# Cupcakes - A baking question



## Startingover (Apr 18, 2012)

Don’t overfill your cupcake cups. Good strawberries are a real treat.


----------



## Two Knots (Nov 12, 2011)

Here’s another option- biscuits topped with strawberries topped with some 
whipped cream or sour cream sweetened with sugar...here’s an easy
recipe for the biscuits.

https://www.tasteofhome.com/recipes/biscuit-strawberry-shortcake/


----------



## wooleybooger (Feb 23, 2019)

Well I don't know since I seldom make cupcakes. However Google has an answer possibly. Not printable that I see but here it is. Short version don't fill the cups over half full.

https://www.prettywittycakes.com/20...als/how-to-make-flat-topped-vanilla-cupcakes/


----------



## SeniorSitizen (Sep 10, 2012)

With a sharp knife just cut the tops off flat and place the cut offs in a bowl, add a few sliced strawberries then top with vanilla ice cream. :smile:


----------



## Colbyt (Jan 27, 2014)

SeniorSitizen said:


> With a sharp knife just cut the tops off flat and place the cut offs in a bowl, add a few sliced strawberries then top with vanilla ice cream. :smile:



Always the practical one aren't you. That was plan B.


----------



## Nik333 (Mar 1, 2015)

You could leave out some baking powder, but, the 'cake' part would be more dense. You could also put small cup-like objects in the middle of each to make a void, but, that would be an added expense.

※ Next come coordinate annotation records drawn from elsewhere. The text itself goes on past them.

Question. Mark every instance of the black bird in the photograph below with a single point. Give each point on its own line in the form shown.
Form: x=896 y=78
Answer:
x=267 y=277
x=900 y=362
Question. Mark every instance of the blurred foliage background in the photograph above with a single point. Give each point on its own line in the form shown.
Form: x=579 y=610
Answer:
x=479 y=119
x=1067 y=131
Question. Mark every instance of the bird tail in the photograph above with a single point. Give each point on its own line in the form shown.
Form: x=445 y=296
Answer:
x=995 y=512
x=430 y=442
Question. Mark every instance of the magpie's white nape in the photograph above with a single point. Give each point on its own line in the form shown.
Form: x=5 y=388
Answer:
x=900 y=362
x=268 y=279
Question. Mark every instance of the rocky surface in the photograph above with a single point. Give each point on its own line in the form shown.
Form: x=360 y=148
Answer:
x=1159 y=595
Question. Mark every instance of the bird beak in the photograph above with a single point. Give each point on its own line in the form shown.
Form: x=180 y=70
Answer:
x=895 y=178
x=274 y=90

I could tell you how to knock the air out of the cupcake batter and flatten them, but, you must have done that sometime when you were learning to bake. ;D


I vaguely remember slamming the oven door when I was a kid! o.0


----------



## J. V. (Jun 1, 2007)

SeniorSitizen said:


> With a sharp knife just cut the tops off flat and place the cut offs in a bowl, add a few sliced strawberries then top with vanilla ice cream. :smile:


That was going to be my suggestion. Cut the tops off with a bread knife.

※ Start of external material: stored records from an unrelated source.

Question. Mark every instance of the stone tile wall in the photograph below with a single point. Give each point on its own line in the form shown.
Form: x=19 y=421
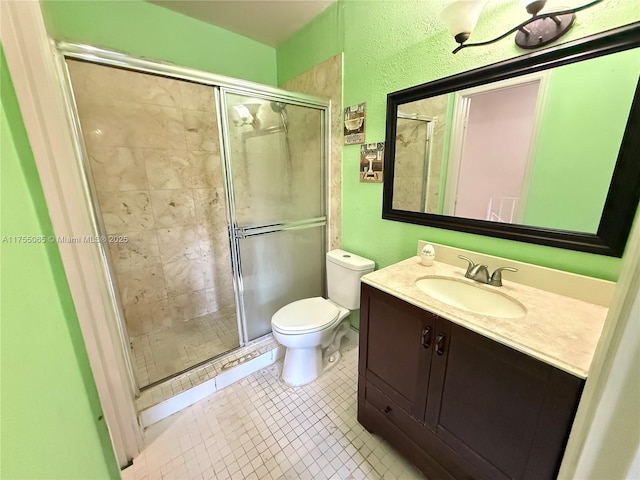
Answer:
x=325 y=80
x=155 y=161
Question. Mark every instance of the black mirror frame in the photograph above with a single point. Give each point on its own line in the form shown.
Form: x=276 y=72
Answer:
x=624 y=191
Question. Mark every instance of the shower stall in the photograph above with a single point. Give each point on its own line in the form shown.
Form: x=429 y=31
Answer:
x=211 y=195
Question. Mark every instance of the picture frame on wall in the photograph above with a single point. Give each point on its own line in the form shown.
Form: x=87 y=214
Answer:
x=371 y=162
x=354 y=124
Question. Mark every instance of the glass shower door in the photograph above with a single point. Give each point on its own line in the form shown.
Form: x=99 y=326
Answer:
x=275 y=157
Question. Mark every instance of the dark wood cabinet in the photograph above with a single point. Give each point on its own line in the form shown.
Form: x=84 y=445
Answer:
x=456 y=403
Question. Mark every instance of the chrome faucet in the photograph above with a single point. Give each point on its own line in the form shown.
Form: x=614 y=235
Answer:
x=480 y=273
x=496 y=277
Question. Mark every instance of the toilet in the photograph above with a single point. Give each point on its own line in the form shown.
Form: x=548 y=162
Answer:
x=312 y=328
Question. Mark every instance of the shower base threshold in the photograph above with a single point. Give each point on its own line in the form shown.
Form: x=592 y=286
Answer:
x=163 y=400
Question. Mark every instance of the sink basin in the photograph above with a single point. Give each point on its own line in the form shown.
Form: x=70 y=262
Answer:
x=467 y=296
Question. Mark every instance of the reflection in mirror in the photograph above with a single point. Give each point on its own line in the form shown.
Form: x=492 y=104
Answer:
x=536 y=150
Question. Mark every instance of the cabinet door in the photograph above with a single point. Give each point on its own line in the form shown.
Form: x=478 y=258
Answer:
x=504 y=411
x=395 y=348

Also they make cupcake baking tins that are cylindrical. They are the same dimension from top to bottom. Then just fill it half way and end up with flat tops. But this still would not be perfectly flat. You could serve these upside down.
You would be surprised at whats available to purchase.
Google and boom!


----------



## SeniorSitizen (Sep 10, 2012)

Nik333 said:


> I vaguely remember slamming the oven door when I was a kid! o.0


OMGAWD, i'd forgotten bout that. Even to the point of walking lightly on that ole wooden shaky floor.:biggrin2:


----------



## Nik333 (Mar 1, 2015)

SeniorSitizen said:


> OMGAWD, i'd forgotten bout that. Even to the point of walking lightly on that ole wooden shaky floor.:biggrin2:



My mom didn't get mad. She was big on letting us learn through mistakes. All her kids are good cooks. :biggrin2:


----------



## Colbyt (Jan 27, 2014)

SeniorSitizen said:


> OMGAWD, i'd forgotten bout that. Even to the point of walking lightly on that ole wooden shaky floor.:biggrin2:



No I only did that the one time! I never forgot after that experience. I usually just stayed outside and out of reach.


----------



## raylo32 (Nov 25, 2006)

Can't help with the cupcakes but I also just got some fantastic strawberries, too. Big AND sweet. Not the usual hard tasteless ones.


----------



## Colbyt (Jan 27, 2014)

raylo32 said:


> Can't help with the cupcakes but I also just got some fantastic strawberries, too. Big AND sweet. Not the usual hard tasteless ones.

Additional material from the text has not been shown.